The Aetion Evidence Platform can analyze virtually any source of real-world data to determine medical need, comparative effectiveness, and the overall value profile of medical treatments and interventions.

“When you do these database studies, looking for relationships between drugs and outcomes, you realize that the process is actually quite repetitive from study to study,” Schneeweiss explained. “There are different parameter settings, and the study, of course, is always different, but the principle of how you do these studies is quite repetitive.”

Schneeweiss brought Jeremy Rassen on board, a computer scientist with a “Silicon Valley background” to program macros and tools to automate the process. “But then five-years ago, we decided in order to build really industry-strength platform, we needed to have very serious software engineers involved and that is just not doable in an academic setting,” Schneeweiss explained. “That was the point that we spun it off and started Aetion.”

Rassen now serves as co-founder, president, and chief science officer at Aetion; Schneeweiss is co-founder and science lead.

“When we do these types of [database replication] studies, it usually takes us 6, 9, or 12 months to do a single study. Clearly when we set out with this, we knew that in order to replicate 150 studies… we needed a platform like the Aetion platform,” explains Schneeweiss. “You can implement these studies at scale, at the same time, highly transparently, on a validated platform, with an audit trail, which line programing doesn’t allow.”

With the Aetion platform, and if the study has a well-defined “recipe”, the team can replicate a study in about a month. “We’re averaging about four weeks per study,” Wang says. “We’ve got probably 14 in progress.”

“This is the foundational work that our community needs, to understand the reproducibility of our work in general,” Schneeweiss said. “The platform is used to do studies, inform approval decisions, to predict findings from ongoing phase 4 trials.”

In addition to the REPEAT project, the Aetion platform is also being used in a large-scale FDA-sponsored study to replicate the results of 30 published randomized controlled trials. Coupled with REPEAT, the FDA study aims to validate whether the use of real-world evidence leads to the same regulatory decisions as randomized controlled trials and to demonstrate whether this evidence could be used to supplement or, in certain circumstances, even replace clinical trials for drug development and regulatory approval.

Early REPEATable Results

So far Wang’s team has reviewed transparency for 112 studies, with a goal of 250. They have replicated 50, with a goal of 150. Wang presented the program’s first interim results last month at the International Conference on Pharmacoepidemiology & Therapeutic Risk Management.

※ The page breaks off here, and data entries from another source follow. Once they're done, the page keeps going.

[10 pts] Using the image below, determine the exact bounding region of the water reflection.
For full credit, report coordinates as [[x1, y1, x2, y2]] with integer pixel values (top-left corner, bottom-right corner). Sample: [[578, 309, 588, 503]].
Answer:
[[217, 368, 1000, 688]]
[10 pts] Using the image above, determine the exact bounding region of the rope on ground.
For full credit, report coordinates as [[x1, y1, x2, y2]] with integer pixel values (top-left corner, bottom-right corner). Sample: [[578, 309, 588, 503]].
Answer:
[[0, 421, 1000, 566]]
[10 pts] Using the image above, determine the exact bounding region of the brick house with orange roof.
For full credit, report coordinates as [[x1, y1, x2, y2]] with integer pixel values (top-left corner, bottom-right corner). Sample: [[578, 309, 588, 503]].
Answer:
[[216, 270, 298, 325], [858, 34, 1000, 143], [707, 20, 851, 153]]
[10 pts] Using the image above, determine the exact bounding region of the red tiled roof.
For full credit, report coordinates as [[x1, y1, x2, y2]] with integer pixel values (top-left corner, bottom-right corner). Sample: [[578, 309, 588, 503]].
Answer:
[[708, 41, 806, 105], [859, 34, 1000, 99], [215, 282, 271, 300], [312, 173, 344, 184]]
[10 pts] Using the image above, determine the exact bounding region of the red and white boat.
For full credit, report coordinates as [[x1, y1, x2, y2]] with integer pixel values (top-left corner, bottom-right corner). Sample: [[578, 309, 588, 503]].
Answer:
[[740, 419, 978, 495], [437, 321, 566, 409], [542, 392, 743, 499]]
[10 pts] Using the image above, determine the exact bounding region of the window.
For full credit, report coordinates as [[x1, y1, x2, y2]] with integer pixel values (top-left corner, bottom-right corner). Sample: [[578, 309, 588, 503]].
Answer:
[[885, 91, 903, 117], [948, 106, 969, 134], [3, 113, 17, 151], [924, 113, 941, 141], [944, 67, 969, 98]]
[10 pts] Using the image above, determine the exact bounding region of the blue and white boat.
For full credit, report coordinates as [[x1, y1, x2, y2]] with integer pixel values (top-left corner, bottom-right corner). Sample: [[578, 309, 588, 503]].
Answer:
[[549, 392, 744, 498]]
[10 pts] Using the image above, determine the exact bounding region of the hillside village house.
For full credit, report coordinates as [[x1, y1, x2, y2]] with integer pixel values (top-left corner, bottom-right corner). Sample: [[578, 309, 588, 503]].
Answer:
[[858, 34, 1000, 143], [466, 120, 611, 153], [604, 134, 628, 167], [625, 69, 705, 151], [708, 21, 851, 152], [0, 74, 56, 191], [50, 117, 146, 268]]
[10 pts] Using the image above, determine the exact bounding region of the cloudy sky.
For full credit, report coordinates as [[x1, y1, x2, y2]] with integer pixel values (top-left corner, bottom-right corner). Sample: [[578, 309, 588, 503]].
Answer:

“The biggest issue is temporality of how people are defining things,” Wang says. “Even if they provide the codes for how they measure things, when they measured it relative to study entry, and the order of application of exclusions to create the study population [matters].”

The order with which exclusions apply redefines the study population, which of course impacts results. “If you can’t create the study population, you’re not going to get the same analysis results,” Wang explains. “These basic steps are often hand-waved, whereas the actual analytics methods are described in more detail.”

The program is now evaluating the robustness of evidence found in health care database studies and checking for appropriate research design and analysis. Final results are anticipated in late 2019.

“It turns out that this is turning into a global movement,” Schneeweiss says. “Partners in Taiwan and South Korea and Denmark and other jurisdictions are quite interested in doing similar things with their local data, which we don’t have available. What Shirley started is now turning more and more into a global movement, which is quite exciting.”